The next picture represents the probability that an observer will see any light, for different distances to the edge of a forest.  The observer is at the top left.  The average brightness of the diagram at any point represents the probability that the observer will see light in that direction, if the forest ends at that point.

If you are lost in a big forest, with no map, no compass, and no sun, the best hope of escape is to keep looking for the tiniest glimmer of light, and then to go towards it.  You also need to avoid going round in a circle.  Following a river might help, but if it meanders you will walk a long way without making much progress.

Let's reverse the situation.  Suppose the trees are fluorescent lamp tubes.  Can we look around and see any dark strips among the strips of light?  By the same reasoning we can see that a large enough forest of lights will produce an almost solid wall of light.

The same idea works in three dimensions, with spherical lamps.  So when we look out at the stars, from high in the mountains, or on a wild moor, far from the lights, why is there so much black between the stars?

In 1826, the German astronomer Heinrich Olbers asked this question.  He thought that if the universe has no edge it must be infinite, and that it would therefore be bright in every direction.  Interstellar dust does not answer the question, because it would be heated to the same average luminosity as the stars.

With the idea of universal expansion, and finite age, the paradox disappears.  The further galaxies, receding faster, look dimmer than the nearer ones, and so the light fades faster with distance than in a static world.  We can see only a finite region of space and time.

FinnBirch.jpg (50559 bytes)We can't see the universe for the stars.  We can't get outside it and look in at it to see what it is like.  By definition it includes everything, and all the light for seeing.

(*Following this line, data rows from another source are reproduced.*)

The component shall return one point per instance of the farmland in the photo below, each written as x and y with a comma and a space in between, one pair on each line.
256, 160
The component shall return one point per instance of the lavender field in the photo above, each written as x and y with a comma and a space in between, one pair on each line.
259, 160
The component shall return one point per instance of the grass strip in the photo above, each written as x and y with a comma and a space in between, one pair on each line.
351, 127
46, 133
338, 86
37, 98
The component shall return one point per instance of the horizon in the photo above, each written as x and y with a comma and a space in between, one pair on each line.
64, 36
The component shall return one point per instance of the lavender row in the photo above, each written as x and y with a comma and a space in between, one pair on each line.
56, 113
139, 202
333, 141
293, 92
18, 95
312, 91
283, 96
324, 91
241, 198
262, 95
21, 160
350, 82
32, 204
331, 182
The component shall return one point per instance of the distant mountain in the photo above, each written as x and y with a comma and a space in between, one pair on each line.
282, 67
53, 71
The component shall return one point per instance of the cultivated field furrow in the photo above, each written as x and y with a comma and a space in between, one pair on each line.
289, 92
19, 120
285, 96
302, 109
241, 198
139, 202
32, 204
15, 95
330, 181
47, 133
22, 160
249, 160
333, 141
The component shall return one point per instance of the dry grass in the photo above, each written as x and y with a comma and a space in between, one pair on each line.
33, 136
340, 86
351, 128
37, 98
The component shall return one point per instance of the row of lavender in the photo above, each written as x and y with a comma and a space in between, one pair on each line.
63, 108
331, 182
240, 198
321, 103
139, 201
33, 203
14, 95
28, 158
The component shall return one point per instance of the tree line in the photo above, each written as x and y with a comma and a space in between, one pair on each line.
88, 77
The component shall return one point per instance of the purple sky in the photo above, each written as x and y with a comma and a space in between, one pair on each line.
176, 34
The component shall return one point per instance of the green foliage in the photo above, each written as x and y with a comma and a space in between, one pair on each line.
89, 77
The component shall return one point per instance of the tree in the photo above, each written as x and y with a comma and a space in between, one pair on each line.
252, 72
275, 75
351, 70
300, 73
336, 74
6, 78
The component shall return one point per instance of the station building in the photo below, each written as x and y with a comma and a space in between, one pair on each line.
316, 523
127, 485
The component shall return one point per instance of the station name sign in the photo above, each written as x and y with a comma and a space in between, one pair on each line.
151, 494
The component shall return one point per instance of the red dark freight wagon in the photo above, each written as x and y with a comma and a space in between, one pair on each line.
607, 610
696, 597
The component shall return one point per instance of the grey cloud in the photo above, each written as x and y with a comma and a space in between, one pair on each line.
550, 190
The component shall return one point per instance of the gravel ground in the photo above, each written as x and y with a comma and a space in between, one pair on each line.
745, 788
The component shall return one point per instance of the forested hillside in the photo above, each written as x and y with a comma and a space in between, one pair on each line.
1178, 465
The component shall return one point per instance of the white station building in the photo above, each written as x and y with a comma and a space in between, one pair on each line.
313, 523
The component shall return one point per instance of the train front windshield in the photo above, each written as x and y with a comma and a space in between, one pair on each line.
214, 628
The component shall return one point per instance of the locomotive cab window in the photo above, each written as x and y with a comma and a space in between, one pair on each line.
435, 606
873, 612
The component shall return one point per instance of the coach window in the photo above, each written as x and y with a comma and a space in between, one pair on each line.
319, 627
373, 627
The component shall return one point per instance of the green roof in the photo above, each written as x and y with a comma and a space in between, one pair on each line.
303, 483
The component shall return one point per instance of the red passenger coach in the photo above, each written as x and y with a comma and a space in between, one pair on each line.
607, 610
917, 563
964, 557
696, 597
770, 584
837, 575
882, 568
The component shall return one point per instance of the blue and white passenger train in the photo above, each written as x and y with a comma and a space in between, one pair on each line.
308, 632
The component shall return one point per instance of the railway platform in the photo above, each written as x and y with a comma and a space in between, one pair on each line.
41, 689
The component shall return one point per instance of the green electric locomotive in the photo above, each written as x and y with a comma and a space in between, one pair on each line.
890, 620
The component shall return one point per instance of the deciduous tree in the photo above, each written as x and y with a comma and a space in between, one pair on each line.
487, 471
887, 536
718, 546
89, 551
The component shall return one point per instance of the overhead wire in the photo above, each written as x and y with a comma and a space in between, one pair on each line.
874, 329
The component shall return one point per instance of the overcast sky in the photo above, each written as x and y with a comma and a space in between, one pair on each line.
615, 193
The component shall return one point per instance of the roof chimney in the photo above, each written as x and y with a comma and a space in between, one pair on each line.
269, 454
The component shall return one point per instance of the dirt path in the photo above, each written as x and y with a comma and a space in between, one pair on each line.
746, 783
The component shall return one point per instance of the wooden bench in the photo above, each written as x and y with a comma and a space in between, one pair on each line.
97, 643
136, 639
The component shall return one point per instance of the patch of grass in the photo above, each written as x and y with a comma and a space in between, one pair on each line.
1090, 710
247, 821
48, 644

This spirit from Finland is more benign than Tapio - a good note to end on.

Modelling

These mathematical models are very simple, but they show how things can sometimes be understood by modelling.  There is, of course, no guarantee that any agreement between model and observation has meaning.

One reason is that many problems are "inverse problems", which are harder to solve than the same thing reversed.  Anyone who has tried to integrate a complicated function will have wished that they only had to differentiate it.  Sir Arthur Conan Doyle found it much harder to solve real crimes than to write Sherlock Holmes stories - though few detectives have found it easy to write stories either.  In the same way, doing science or musical analysis are activities which are very different from creating a world or writing music.